El Gallego y su cuadrilla
Llevo unos cuantos años buscando números de la revista Nueva Forma, y tengo que reconocer avergonzado que después de tanto tiempo acabo de conseguir mi sexto ejemplar. Tan sólo seis. Sobre un total de ciento once no puede decirse que lo mío sea una desbocada carrera hacia el éxito. (Por cierto, aprovecho para deciros, amables lectores, que si tenéis por ahí algún número de la revista admito donaciones, o incluso ventas a precios razonables. Muchas gracias).

El número que acabo de conseguir es el 65 (junio 1971), dedicado a Higueras y a Miró. También está dedicado, lateral y subrepticiamente, a Camilo José Cela. Juan Daniel Fullaondo (director de la revista) tenía la sana costumbre de aderezar las imágenes de arquitectura y de otras artes con citas literarias que aparentemente no tenían nada que ver con las obras mostradas. En este número son de Cela, y, concretamente la que he copiado al principio está en la página 37, junto a la «corona de espinas», que aparece (en junio de 1971) como Centro Nacional de las Artes y de la Cultura, al comienzo de su azarosa existencia.

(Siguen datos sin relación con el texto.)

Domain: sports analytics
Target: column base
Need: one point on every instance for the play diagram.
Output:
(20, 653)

Las citas de Cela así, como tiradas a voleo, dan mucha risa.
¿Qué tiene que ver esa cita con ese edificio?
Directamente nada, pero indirectamente todo. Esa cita, de alguna manera, tiene que ver con todos nosotros.
Siempre hay alguien dispuesto a decirnos que nuestra salvación pasa por el exterminio de algún tipo de cabra, y nos parece bien. Nos viene bien lo que sea, siempre que sea por nuestra salvación. Hasta que nos damos cuenta de que las cabras somos nosotros.
La «corona de espinas» es una cabra loca concebida por dos cabras (Higueras y Miró). El texto de Cela junto a la foto del edificio nos lleva a pensar que todos los males de la humanidad tienen por causa y origen este tipo de disparates, pergeñados por este tipo de gente disparatada.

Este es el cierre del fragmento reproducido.